I've been learning rust and I've been trying to learn the borrow checker works but i've come across this two examples that i don't understand why only one of those is considered borrowed :
fn main() {
let mut x = String::from("aa ab");
let y = first_word(&x);
x.clear(); //Error cannot borrow X
println!("{y}");
}
//Returns an i32 reference
fn first_word(s: &String) -> &i32 {
return &32;
}
fn main() {
let mut x = String::from("aa ab");
let y = first_word(&x);
x.clear(); //Everything is fine
println!("{y}");
}
//Returns an i32
fn first_word(s: &String) -> i32 {
return 32;
}
Is it possible for someone to explain why only the second one works?
Rust does not look into function to understand how they work on the outside. The function signature must contain all necessary information.
The signature fn first_word(s: &String) -> &i32
says "takes a reference to a string" (by the way, it's practically never useful to have a &String
, always use &str
instead), and return a reference to an int. But Rust also needs lifetime information, i.e. some bounds on how long the things behind the references live.

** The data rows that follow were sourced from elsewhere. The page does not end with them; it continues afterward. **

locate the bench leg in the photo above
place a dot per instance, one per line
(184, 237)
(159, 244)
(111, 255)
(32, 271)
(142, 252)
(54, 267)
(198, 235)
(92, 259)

The way this works is a very simple process called lifetime elision. For "takes a reference, returns a reference", the sane assumption is that whatever is returned is somehow related to what's passed in, so the full signature becomes fn first_word<'a>(s: &'a String) -> &'a i32
.
This means that the compiler, when it sees a call to first_word
, will assume that as long as you keep the returned reference around (the y
in your code), the thing passed in is still borrowed.